Does the description disclose side effects, auth requirements, rate limits, or destructive behavior?

No annotations are provided, so the description carries the full burden of behavioral disclosure. It mentions the action ('quote tweet with comment') but does not disclose critical traits such as whether this is a public post, requires authentication, has rate limits, or what the expected outcome is (e.g., success/failure response). For a mutation tool with zero annotation coverage, this is a significant gap.

Agents need to know what a tool does to the world before calling it. Descriptions should go beyond structured annotations to explain consequences.

Conciseness5/5

Is the description appropriately sized, front-loaded, and free of redundancy?

The description is a single, efficient sentence that front-loads the core action ('quote tweet with comment') and includes a clarifying parenthetical. Every word earns its place with no redundancy or unnecessary elaboration.

Shorter descriptions cost fewer tokens and are easier for agents to parse. Every sentence should earn its place.

Completeness2/5

Given the tool's complexity, does the description cover enough for an agent to succeed on first attempt?

Given the complexity of a mutation tool (posting to a social platform) with no annotations and no output schema, the description is incomplete. It lacks information on behavioral traits (e.g., authentication needs, side effects) and expected outputs, which are crucial for an agent to use the tool correctly and safely.

Complex tools with many parameters or behaviors need more documentation. Simple tools need less. This dimension scales expectations accordingly.

Parameters3/5

Does the description clarify parameter syntax, constraints, interactions, or defaults beyond what the schema provides?

Schema description coverage is 100%, with clear parameter descriptions in the schema ('Your comment on the quoted tweet' and 'The ID of the tweet to quote'). The description adds no additional meaning beyond what the schema provides, such as format details or constraints. Baseline 3 is appropriate when the schema does the heavy lifting.

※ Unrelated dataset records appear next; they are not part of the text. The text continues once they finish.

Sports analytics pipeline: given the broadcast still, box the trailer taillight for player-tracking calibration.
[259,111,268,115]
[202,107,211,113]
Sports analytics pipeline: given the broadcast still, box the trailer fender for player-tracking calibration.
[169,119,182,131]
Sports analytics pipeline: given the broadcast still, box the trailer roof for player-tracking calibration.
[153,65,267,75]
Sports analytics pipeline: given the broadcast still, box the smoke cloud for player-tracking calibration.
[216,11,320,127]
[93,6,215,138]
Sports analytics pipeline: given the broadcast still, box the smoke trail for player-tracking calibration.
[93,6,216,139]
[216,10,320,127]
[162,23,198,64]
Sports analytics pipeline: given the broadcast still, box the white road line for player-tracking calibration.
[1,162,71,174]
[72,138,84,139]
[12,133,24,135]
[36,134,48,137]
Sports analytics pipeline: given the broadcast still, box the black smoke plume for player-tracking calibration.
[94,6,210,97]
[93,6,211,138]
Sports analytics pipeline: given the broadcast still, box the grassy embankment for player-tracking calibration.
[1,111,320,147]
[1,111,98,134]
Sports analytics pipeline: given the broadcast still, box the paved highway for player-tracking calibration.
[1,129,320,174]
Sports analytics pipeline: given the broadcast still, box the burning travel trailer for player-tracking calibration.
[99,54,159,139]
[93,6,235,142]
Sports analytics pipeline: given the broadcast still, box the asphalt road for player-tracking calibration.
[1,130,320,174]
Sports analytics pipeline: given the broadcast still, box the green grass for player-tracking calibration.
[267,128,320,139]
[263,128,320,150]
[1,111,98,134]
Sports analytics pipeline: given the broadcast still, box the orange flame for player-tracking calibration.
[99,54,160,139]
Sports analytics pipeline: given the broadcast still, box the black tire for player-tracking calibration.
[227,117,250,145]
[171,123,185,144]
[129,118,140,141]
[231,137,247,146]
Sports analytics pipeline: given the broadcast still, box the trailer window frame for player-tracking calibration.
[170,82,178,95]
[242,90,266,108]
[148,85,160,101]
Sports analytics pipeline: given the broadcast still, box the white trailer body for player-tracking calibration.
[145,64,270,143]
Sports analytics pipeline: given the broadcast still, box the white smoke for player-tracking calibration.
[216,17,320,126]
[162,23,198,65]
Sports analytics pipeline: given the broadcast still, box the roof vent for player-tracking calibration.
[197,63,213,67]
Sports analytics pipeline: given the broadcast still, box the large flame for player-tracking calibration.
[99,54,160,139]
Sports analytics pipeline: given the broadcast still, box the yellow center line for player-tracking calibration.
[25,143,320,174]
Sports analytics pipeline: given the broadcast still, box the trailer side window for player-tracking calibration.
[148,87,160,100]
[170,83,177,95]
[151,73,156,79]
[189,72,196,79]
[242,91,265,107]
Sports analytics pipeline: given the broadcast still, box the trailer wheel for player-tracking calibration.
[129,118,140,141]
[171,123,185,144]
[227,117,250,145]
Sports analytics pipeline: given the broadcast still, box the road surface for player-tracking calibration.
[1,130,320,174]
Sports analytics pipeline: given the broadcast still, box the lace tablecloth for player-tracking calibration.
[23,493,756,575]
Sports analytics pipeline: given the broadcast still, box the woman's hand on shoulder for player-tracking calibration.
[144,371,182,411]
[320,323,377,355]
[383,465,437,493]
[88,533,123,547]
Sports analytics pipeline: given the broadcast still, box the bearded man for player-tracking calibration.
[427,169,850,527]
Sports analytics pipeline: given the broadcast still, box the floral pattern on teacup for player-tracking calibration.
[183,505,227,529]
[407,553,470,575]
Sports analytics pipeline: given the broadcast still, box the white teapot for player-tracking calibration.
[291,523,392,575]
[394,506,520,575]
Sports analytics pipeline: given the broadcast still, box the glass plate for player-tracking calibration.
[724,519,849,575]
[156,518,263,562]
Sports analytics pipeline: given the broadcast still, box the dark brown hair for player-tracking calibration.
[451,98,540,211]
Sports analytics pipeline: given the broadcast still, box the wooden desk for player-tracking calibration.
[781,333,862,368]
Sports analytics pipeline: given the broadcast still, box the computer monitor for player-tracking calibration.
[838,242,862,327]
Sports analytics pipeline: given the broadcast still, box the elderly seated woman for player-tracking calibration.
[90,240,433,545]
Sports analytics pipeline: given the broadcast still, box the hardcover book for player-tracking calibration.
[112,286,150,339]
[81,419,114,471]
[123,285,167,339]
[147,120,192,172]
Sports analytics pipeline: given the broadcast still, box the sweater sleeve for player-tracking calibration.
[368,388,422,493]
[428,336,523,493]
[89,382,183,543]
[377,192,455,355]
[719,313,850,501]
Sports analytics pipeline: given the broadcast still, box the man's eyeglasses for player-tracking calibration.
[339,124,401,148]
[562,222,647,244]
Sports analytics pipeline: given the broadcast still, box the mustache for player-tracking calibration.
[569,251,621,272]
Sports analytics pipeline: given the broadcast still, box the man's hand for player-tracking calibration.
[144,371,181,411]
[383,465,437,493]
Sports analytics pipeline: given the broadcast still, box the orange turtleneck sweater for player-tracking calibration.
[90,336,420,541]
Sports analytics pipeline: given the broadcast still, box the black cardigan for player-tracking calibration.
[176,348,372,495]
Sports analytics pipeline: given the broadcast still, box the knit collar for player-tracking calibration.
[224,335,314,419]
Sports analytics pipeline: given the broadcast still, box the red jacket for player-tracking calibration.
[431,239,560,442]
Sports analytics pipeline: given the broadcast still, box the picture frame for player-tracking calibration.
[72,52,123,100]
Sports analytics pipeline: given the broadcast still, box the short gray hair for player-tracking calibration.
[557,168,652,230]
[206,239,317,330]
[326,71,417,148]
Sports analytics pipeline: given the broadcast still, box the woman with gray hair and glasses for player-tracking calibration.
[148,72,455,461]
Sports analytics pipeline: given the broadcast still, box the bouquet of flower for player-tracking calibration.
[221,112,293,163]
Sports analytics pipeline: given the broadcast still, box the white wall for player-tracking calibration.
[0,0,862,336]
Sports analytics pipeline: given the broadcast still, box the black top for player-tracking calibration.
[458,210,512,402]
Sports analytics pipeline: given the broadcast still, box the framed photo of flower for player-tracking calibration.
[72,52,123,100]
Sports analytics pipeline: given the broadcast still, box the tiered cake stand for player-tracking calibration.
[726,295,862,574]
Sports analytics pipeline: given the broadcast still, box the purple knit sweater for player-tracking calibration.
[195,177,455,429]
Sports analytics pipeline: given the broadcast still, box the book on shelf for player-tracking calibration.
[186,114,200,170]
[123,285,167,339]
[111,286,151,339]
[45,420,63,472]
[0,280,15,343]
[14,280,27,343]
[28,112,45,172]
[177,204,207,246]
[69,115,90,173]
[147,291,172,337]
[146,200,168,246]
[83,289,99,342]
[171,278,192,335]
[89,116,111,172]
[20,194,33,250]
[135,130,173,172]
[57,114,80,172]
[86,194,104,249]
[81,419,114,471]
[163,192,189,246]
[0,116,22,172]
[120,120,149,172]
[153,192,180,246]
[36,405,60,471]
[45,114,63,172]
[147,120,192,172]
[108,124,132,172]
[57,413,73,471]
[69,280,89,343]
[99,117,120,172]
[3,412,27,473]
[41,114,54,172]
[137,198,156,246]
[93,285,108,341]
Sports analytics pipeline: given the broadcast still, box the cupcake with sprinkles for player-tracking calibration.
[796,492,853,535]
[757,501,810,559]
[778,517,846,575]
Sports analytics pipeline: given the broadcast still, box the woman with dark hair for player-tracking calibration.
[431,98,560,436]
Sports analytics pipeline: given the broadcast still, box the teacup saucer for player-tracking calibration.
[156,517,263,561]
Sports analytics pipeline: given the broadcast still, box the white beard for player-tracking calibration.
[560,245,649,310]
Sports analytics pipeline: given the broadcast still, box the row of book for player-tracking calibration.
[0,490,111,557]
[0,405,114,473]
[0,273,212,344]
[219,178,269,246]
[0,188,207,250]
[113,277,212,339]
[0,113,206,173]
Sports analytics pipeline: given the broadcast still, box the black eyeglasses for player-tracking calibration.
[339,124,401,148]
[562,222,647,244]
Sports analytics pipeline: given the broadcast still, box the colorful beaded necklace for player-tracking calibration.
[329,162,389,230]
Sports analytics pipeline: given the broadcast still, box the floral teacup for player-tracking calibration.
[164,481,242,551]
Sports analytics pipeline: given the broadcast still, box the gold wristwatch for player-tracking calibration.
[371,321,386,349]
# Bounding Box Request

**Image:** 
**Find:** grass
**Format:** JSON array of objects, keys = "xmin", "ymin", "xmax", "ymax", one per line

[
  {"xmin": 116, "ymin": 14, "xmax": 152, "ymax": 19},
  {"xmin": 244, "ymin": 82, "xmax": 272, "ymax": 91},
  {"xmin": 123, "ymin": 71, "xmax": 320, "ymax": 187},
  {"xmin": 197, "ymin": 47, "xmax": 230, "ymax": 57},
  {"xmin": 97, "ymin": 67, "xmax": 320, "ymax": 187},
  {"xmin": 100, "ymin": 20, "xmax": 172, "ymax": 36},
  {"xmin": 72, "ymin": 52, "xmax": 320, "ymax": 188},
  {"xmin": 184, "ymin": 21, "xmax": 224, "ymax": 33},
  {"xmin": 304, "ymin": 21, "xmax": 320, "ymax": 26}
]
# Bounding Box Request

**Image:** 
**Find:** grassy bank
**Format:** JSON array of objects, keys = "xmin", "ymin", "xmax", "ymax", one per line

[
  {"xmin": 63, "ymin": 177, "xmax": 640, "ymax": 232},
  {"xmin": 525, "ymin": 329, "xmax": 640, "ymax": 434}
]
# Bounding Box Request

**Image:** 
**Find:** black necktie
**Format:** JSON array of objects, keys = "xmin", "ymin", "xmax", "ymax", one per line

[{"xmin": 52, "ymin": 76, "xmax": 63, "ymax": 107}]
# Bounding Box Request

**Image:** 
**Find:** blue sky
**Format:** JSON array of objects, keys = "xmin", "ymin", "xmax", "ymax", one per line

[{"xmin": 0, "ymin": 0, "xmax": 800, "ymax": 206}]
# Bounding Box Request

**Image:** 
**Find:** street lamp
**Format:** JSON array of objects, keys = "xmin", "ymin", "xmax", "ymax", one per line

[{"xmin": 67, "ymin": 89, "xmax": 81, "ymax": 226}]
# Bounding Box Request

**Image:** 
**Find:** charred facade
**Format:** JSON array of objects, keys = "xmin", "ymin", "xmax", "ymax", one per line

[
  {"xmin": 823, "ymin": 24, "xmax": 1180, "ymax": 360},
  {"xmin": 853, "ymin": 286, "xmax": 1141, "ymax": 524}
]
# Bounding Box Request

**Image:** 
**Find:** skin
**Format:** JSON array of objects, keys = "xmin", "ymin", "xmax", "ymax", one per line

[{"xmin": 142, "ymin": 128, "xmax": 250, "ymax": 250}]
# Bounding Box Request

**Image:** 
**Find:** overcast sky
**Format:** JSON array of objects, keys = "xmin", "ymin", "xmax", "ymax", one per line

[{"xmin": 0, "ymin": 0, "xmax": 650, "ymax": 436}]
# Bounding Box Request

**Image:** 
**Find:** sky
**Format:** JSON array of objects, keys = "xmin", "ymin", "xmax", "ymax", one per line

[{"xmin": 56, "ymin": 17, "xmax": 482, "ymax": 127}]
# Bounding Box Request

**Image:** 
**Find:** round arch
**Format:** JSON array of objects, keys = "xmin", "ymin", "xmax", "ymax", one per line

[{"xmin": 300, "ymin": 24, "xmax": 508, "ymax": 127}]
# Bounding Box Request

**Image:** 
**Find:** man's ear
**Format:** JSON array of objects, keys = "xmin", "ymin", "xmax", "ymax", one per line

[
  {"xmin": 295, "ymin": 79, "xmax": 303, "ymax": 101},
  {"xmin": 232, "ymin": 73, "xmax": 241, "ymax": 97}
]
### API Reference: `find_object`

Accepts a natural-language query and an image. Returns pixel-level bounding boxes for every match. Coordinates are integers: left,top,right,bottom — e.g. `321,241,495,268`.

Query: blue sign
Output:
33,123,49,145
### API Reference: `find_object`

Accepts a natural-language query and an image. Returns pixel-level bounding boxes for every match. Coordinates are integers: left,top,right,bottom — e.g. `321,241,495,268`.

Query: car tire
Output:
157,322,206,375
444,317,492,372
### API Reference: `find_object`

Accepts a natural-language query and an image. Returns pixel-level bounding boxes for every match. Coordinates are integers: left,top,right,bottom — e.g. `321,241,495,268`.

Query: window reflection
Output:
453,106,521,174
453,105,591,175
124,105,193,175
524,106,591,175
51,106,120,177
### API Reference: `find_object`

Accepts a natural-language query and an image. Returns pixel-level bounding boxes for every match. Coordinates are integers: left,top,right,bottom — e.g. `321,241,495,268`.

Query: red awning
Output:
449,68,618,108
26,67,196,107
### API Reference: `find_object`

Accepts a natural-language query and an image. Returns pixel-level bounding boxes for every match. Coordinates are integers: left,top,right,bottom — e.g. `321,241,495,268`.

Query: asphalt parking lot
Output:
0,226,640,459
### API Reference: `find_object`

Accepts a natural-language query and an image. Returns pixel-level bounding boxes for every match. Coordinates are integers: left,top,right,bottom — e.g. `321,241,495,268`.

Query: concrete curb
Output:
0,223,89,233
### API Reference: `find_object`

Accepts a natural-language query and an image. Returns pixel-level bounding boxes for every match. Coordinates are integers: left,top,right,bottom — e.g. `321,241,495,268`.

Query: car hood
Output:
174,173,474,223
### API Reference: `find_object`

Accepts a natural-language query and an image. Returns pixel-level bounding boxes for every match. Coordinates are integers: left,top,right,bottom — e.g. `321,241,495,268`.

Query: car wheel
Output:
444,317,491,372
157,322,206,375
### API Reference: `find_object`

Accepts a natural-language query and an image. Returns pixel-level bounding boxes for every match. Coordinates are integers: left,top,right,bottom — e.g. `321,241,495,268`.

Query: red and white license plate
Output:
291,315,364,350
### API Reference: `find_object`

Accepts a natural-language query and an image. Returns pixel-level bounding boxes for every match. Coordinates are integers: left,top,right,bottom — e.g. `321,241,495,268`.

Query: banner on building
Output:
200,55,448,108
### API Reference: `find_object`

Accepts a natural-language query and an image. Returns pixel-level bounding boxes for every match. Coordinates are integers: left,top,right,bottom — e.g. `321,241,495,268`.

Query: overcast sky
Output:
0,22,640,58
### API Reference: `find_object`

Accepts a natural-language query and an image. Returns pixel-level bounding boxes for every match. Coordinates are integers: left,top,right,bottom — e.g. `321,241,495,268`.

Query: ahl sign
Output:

Input schemas describe structure but not intent. Descriptions should explain non-obvious parameter relationships and valid value ranges.

Purpose5/5

Does the description clearly state what the tool does and how it differs from similar tools?

The description clearly states the specific action ('quote tweet with comment') and resource ('tweet'), distinguishing it from siblings like 'retweet' (which lacks a comment) and 'reply_to_tweet' (which is a direct reply rather than a quote). The phrase 'retweet with your own comment' further clarifies the purpose by relating it to a familiar Twitter concept.

Agents choose between tools based on descriptions. A clear purpose with a specific verb and resource helps agents select the right tool.

Usage Guidelines3/5

Does the description explain when to use this tool, when not to, or what alternatives exist?

The description implies usage by specifying the action, but it does not explicitly state when to use this tool versus alternatives like 'retweet' (for sharing without comment) or 'reply_to_tweet' (for direct replies). No exclusions or prerequisites are mentioned, leaving the agent to infer context from the tool name and description alone.

Agents often have multiple tools that could apply. Explicit usage guidance like "use X instead of Y when Z" prevents misuse.